Però abbiamo imparato la lezione, i Paesi seri stanno spegnendo il nucleare. La lezione che dobbiamo imparare da Fukushima non è che il nucleare è cattivo e che tutte le centrali devono essere chiuse. La diversificazione delle fonti energetica deve occupare un ruolo chiave nella strategia energetica e di sviluppo di un Paese serio. Da Fukushima dobbiamo imparare due lezioni importanti: la prima è che ognuno deve fare bene il suo lavoro, in particolare chi ha il compito di controllare che vengano rispettate le regole deve compiere il suo dovere fino in fondo.

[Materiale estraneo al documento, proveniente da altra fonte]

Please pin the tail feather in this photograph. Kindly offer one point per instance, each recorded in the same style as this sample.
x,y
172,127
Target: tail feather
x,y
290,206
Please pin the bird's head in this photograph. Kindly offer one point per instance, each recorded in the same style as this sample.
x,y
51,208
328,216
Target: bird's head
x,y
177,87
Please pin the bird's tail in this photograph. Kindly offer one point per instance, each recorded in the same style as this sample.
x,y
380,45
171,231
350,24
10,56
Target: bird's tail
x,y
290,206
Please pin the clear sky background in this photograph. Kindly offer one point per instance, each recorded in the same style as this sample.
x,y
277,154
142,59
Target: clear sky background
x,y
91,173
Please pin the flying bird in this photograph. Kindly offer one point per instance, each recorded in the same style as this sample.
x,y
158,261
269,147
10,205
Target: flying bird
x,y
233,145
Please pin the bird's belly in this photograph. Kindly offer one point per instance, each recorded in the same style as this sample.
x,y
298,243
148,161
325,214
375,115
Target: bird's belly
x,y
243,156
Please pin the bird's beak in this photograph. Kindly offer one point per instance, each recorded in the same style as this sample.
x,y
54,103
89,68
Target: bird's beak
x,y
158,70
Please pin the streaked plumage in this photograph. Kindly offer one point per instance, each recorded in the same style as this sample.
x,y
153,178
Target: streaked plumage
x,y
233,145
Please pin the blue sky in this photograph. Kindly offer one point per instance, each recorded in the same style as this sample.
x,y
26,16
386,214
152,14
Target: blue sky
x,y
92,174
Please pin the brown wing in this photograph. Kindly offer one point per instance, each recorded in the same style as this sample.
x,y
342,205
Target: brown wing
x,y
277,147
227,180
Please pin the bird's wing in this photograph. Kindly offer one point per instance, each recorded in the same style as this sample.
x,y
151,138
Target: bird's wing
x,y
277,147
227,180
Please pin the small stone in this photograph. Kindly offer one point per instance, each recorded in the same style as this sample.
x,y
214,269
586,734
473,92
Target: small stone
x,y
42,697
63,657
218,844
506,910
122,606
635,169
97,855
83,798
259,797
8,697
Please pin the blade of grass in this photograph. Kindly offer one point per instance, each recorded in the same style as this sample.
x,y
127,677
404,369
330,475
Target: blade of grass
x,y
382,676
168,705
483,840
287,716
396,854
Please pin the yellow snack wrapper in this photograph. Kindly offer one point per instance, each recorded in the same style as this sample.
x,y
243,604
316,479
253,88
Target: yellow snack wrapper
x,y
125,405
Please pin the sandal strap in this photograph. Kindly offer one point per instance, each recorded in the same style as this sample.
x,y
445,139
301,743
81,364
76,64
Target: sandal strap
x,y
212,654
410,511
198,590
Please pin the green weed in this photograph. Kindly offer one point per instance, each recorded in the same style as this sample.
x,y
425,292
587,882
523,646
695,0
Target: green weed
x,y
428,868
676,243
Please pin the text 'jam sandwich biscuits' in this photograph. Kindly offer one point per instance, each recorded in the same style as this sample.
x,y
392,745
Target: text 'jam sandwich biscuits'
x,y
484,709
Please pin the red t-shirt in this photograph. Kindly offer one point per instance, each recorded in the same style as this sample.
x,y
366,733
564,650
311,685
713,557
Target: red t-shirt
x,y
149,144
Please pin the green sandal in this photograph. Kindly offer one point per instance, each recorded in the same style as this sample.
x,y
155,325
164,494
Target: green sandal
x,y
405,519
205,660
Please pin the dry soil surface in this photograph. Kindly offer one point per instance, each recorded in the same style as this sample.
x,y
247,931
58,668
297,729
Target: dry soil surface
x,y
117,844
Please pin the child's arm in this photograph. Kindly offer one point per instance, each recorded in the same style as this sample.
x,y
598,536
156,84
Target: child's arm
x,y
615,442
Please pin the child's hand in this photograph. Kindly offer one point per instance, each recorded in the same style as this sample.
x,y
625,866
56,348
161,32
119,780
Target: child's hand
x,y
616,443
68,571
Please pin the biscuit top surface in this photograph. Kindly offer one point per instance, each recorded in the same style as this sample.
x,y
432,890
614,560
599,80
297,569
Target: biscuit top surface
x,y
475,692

La comunità internazionale si sta muovendo in questo senso e organismi internazionali si stanno impegnando in questa direzione, non solo per controllare i controllati, ma anche i controllori. La seconda lezione è che uno può progettare e costruire la centrale più sicura al mondo, ma se la gente continuerà ad aver paura anche un incidente senza conseguenze dirette farà vivere male le comunità locali. Informazione e formazione del pubblico devono essere il punto di partenza per (ri)costruire quel rapporto di fiducia che è venuto a mancare.
E con questo direi che possiamo concludere questa schizofrenica intervista e vorrei farlo con dei ringraziamenti, sicuramente non a me, ma a voi che ci seguite e leggete. Grazie di cuore!